Oynak ibreler ,celladın ve kendinin yanbakışları hep oyun dışıdır .Gökyüzüne bakıp hayat okuma alışkanlığı sanki, Sümer kalıntılarından çıkartılmış parşömen yıldız haritaları gibi bunu sürdürmek istiyor.Arzın oyununda fiiler yer değiştirir sürekli ,sen ötekisindir aradığın fiilin öznesi misali .Yeryüzünün o tuzak sorusu ''gerçek ne olmalı '' yine sorulacağı duraklara vardı.Kendiliğindeyken kimse alınmasın sendekine aniden bir gerçeğe çarpabilirsin çünkü .

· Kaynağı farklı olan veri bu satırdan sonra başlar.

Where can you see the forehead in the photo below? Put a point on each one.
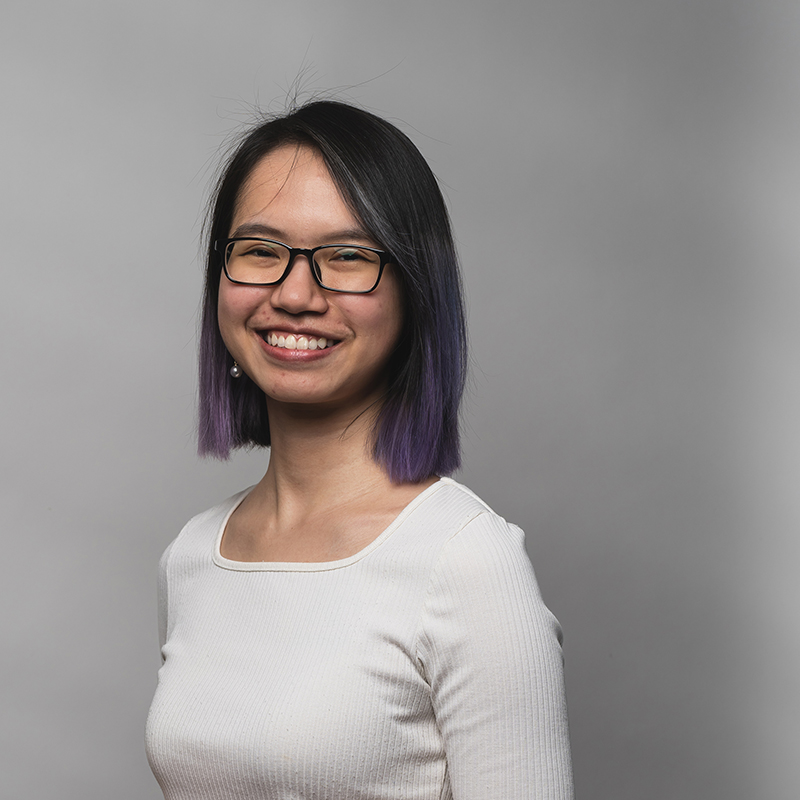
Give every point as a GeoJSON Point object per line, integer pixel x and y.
{"type": "Point", "coordinates": [290, 189]}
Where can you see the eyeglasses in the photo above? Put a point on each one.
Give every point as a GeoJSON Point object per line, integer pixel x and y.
{"type": "Point", "coordinates": [336, 267]}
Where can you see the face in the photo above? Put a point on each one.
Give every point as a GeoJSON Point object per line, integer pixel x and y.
{"type": "Point", "coordinates": [342, 341]}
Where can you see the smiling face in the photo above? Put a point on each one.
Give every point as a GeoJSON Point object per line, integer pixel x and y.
{"type": "Point", "coordinates": [298, 342]}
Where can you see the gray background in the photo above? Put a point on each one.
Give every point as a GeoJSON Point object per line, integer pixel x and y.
{"type": "Point", "coordinates": [624, 177]}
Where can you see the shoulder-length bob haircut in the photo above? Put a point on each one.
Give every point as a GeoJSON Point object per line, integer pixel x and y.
{"type": "Point", "coordinates": [391, 190]}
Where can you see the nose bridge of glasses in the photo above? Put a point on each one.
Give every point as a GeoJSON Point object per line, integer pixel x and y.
{"type": "Point", "coordinates": [293, 253]}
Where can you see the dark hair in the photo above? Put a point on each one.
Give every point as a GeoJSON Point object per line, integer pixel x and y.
{"type": "Point", "coordinates": [391, 190]}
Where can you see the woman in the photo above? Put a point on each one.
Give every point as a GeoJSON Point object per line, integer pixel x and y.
{"type": "Point", "coordinates": [356, 625]}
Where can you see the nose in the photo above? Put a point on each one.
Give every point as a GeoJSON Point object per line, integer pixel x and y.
{"type": "Point", "coordinates": [299, 292]}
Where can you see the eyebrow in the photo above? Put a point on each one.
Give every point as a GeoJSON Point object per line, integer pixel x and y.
{"type": "Point", "coordinates": [259, 230]}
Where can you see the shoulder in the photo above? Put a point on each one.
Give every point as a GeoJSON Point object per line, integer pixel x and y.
{"type": "Point", "coordinates": [480, 535]}
{"type": "Point", "coordinates": [200, 533]}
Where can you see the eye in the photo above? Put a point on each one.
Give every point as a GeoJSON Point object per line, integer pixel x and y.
{"type": "Point", "coordinates": [261, 250]}
{"type": "Point", "coordinates": [352, 254]}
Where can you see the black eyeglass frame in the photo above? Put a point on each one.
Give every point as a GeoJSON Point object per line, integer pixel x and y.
{"type": "Point", "coordinates": [222, 245]}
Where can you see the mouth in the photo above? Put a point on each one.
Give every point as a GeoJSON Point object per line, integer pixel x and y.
{"type": "Point", "coordinates": [292, 341]}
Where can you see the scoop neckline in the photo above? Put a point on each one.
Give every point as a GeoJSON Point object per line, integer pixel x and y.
{"type": "Point", "coordinates": [314, 566]}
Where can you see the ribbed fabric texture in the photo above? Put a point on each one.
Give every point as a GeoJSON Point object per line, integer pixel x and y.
{"type": "Point", "coordinates": [425, 667]}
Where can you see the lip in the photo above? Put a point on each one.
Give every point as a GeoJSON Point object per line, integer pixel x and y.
{"type": "Point", "coordinates": [296, 356]}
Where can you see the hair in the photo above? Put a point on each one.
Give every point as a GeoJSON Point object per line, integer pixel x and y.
{"type": "Point", "coordinates": [392, 191]}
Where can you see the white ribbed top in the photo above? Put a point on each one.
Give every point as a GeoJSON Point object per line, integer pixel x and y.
{"type": "Point", "coordinates": [424, 667]}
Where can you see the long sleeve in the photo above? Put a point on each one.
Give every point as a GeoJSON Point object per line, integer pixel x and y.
{"type": "Point", "coordinates": [491, 651]}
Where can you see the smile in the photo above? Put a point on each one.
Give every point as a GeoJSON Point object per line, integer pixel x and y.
{"type": "Point", "coordinates": [297, 342]}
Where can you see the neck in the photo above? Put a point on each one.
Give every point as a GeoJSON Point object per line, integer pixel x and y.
{"type": "Point", "coordinates": [320, 460]}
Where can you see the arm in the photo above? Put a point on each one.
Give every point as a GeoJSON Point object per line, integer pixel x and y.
{"type": "Point", "coordinates": [491, 651]}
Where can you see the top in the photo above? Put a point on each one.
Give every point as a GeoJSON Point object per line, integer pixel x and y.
{"type": "Point", "coordinates": [424, 667]}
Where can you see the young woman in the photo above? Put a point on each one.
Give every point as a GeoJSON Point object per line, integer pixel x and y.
{"type": "Point", "coordinates": [356, 625]}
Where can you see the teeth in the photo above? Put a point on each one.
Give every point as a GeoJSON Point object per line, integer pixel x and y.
{"type": "Point", "coordinates": [292, 342]}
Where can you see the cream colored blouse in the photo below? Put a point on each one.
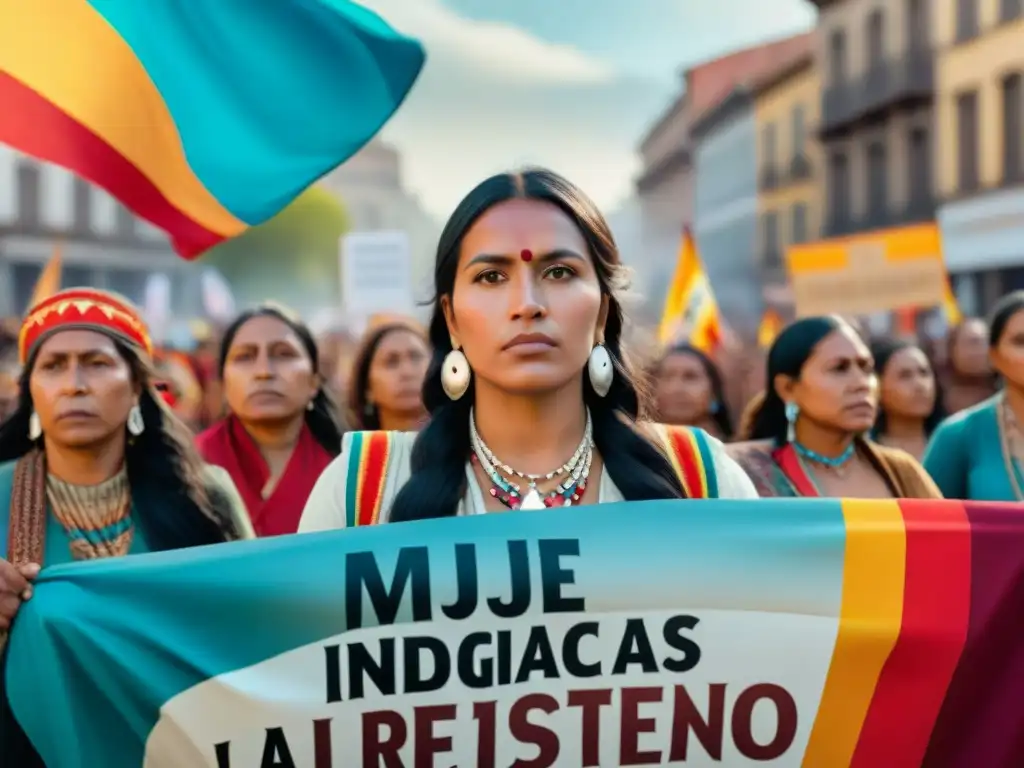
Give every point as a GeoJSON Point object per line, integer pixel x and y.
{"type": "Point", "coordinates": [326, 507]}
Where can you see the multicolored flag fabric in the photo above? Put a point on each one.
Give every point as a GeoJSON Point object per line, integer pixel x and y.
{"type": "Point", "coordinates": [690, 309]}
{"type": "Point", "coordinates": [204, 117]}
{"type": "Point", "coordinates": [809, 632]}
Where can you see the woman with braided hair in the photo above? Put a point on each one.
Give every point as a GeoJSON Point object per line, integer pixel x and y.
{"type": "Point", "coordinates": [92, 462]}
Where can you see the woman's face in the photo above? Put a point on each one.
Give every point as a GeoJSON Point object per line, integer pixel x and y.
{"type": "Point", "coordinates": [970, 350]}
{"type": "Point", "coordinates": [907, 385]}
{"type": "Point", "coordinates": [268, 376]}
{"type": "Point", "coordinates": [82, 389]}
{"type": "Point", "coordinates": [837, 388]}
{"type": "Point", "coordinates": [396, 373]}
{"type": "Point", "coordinates": [1008, 355]}
{"type": "Point", "coordinates": [682, 389]}
{"type": "Point", "coordinates": [525, 326]}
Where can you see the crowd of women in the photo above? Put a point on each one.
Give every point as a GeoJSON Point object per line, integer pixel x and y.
{"type": "Point", "coordinates": [518, 395]}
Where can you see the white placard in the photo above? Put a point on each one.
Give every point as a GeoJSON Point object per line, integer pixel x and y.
{"type": "Point", "coordinates": [376, 273]}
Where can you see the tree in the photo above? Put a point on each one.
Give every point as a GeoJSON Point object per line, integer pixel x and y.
{"type": "Point", "coordinates": [292, 258]}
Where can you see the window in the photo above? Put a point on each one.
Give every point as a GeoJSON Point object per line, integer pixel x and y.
{"type": "Point", "coordinates": [878, 179]}
{"type": "Point", "coordinates": [29, 180]}
{"type": "Point", "coordinates": [1013, 125]}
{"type": "Point", "coordinates": [76, 276]}
{"type": "Point", "coordinates": [839, 187]}
{"type": "Point", "coordinates": [919, 165]}
{"type": "Point", "coordinates": [967, 19]}
{"type": "Point", "coordinates": [918, 33]}
{"type": "Point", "coordinates": [769, 145]}
{"type": "Point", "coordinates": [967, 141]}
{"type": "Point", "coordinates": [798, 227]}
{"type": "Point", "coordinates": [124, 222]}
{"type": "Point", "coordinates": [837, 56]}
{"type": "Point", "coordinates": [82, 203]}
{"type": "Point", "coordinates": [772, 255]}
{"type": "Point", "coordinates": [799, 129]}
{"type": "Point", "coordinates": [876, 39]}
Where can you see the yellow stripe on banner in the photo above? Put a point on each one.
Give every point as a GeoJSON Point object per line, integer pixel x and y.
{"type": "Point", "coordinates": [869, 623]}
{"type": "Point", "coordinates": [69, 53]}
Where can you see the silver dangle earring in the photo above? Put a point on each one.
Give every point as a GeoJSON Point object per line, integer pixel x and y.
{"type": "Point", "coordinates": [456, 373]}
{"type": "Point", "coordinates": [792, 414]}
{"type": "Point", "coordinates": [35, 427]}
{"type": "Point", "coordinates": [136, 425]}
{"type": "Point", "coordinates": [600, 370]}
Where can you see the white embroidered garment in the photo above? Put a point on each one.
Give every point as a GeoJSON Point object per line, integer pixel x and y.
{"type": "Point", "coordinates": [326, 507]}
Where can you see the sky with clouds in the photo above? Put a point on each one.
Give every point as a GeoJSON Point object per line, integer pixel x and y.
{"type": "Point", "coordinates": [570, 84]}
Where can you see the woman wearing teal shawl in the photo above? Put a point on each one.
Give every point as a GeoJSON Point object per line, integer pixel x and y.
{"type": "Point", "coordinates": [92, 464]}
{"type": "Point", "coordinates": [978, 454]}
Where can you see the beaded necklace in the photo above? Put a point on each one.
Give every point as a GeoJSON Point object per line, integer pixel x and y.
{"type": "Point", "coordinates": [568, 491]}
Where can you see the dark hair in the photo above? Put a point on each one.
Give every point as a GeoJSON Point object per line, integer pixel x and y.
{"type": "Point", "coordinates": [438, 479]}
{"type": "Point", "coordinates": [358, 415]}
{"type": "Point", "coordinates": [787, 355]}
{"type": "Point", "coordinates": [720, 413]}
{"type": "Point", "coordinates": [1004, 310]}
{"type": "Point", "coordinates": [323, 420]}
{"type": "Point", "coordinates": [883, 351]}
{"type": "Point", "coordinates": [165, 472]}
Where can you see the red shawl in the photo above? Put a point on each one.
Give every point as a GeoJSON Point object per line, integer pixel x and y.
{"type": "Point", "coordinates": [227, 444]}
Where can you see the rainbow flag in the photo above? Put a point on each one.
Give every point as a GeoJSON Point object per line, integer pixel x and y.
{"type": "Point", "coordinates": [787, 632]}
{"type": "Point", "coordinates": [690, 309]}
{"type": "Point", "coordinates": [205, 117]}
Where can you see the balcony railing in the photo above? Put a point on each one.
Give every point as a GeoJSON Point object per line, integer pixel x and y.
{"type": "Point", "coordinates": [922, 208]}
{"type": "Point", "coordinates": [887, 84]}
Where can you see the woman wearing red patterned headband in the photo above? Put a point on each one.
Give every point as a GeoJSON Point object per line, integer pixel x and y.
{"type": "Point", "coordinates": [92, 464]}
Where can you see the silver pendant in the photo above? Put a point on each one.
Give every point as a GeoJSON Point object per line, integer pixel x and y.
{"type": "Point", "coordinates": [532, 501]}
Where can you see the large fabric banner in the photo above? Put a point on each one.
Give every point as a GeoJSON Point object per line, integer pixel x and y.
{"type": "Point", "coordinates": [785, 633]}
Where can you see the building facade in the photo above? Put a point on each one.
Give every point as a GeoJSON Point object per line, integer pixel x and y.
{"type": "Point", "coordinates": [980, 120]}
{"type": "Point", "coordinates": [790, 164]}
{"type": "Point", "coordinates": [371, 187]}
{"type": "Point", "coordinates": [102, 245]}
{"type": "Point", "coordinates": [877, 64]}
{"type": "Point", "coordinates": [725, 207]}
{"type": "Point", "coordinates": [665, 196]}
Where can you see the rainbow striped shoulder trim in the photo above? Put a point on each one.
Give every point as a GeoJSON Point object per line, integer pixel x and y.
{"type": "Point", "coordinates": [689, 451]}
{"type": "Point", "coordinates": [369, 455]}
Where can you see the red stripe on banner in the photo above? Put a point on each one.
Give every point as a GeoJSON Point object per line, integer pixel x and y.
{"type": "Point", "coordinates": [32, 124]}
{"type": "Point", "coordinates": [689, 461]}
{"type": "Point", "coordinates": [982, 719]}
{"type": "Point", "coordinates": [936, 614]}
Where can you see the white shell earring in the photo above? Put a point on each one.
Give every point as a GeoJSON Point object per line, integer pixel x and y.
{"type": "Point", "coordinates": [456, 374]}
{"type": "Point", "coordinates": [35, 427]}
{"type": "Point", "coordinates": [600, 370]}
{"type": "Point", "coordinates": [136, 424]}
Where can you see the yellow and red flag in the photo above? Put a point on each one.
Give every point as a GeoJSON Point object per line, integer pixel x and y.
{"type": "Point", "coordinates": [950, 307]}
{"type": "Point", "coordinates": [690, 309]}
{"type": "Point", "coordinates": [771, 324]}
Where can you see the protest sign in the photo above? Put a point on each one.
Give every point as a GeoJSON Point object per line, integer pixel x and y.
{"type": "Point", "coordinates": [778, 632]}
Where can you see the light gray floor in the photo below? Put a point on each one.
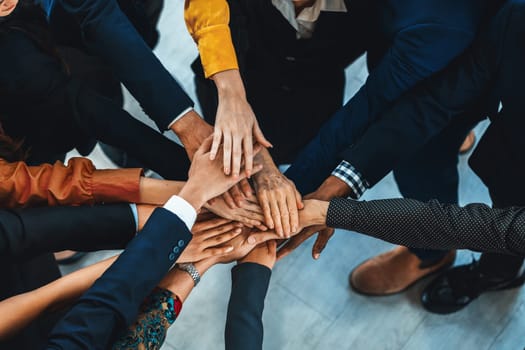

Işıkçı,dilekçi,aynacı arasında billurlaşmış bir oyun içinde eskiler .Ancak hayat oyunu emer ,içer ,sindirim sisteminde öğütür .


Escher labirentinde oyunun içinde arayıp bulmaktır herşey, yönden azade olarak .Kimileri ışıkta görse de kimileri karanlıkta görür oyunu .Oyunu bozmanın o tek kuralı ;düşler yok ,istek yok umut yok demek .Kurosowa 'nın düş bahçelerindeki kiraz ağaçları da yok demek .




Tarih kadar eski bu oyunun tek gerçeği ;yok dersen yok olan, var dersen var olan bir şey oluşudur .Tek gücü budur . Taşları yoktur ...

Hiç yorum yok:

Yorum Gönder







Kendi masalını kendine anlatmayan hayatı anlatmasa da olur ...Tek kitabımız odur ....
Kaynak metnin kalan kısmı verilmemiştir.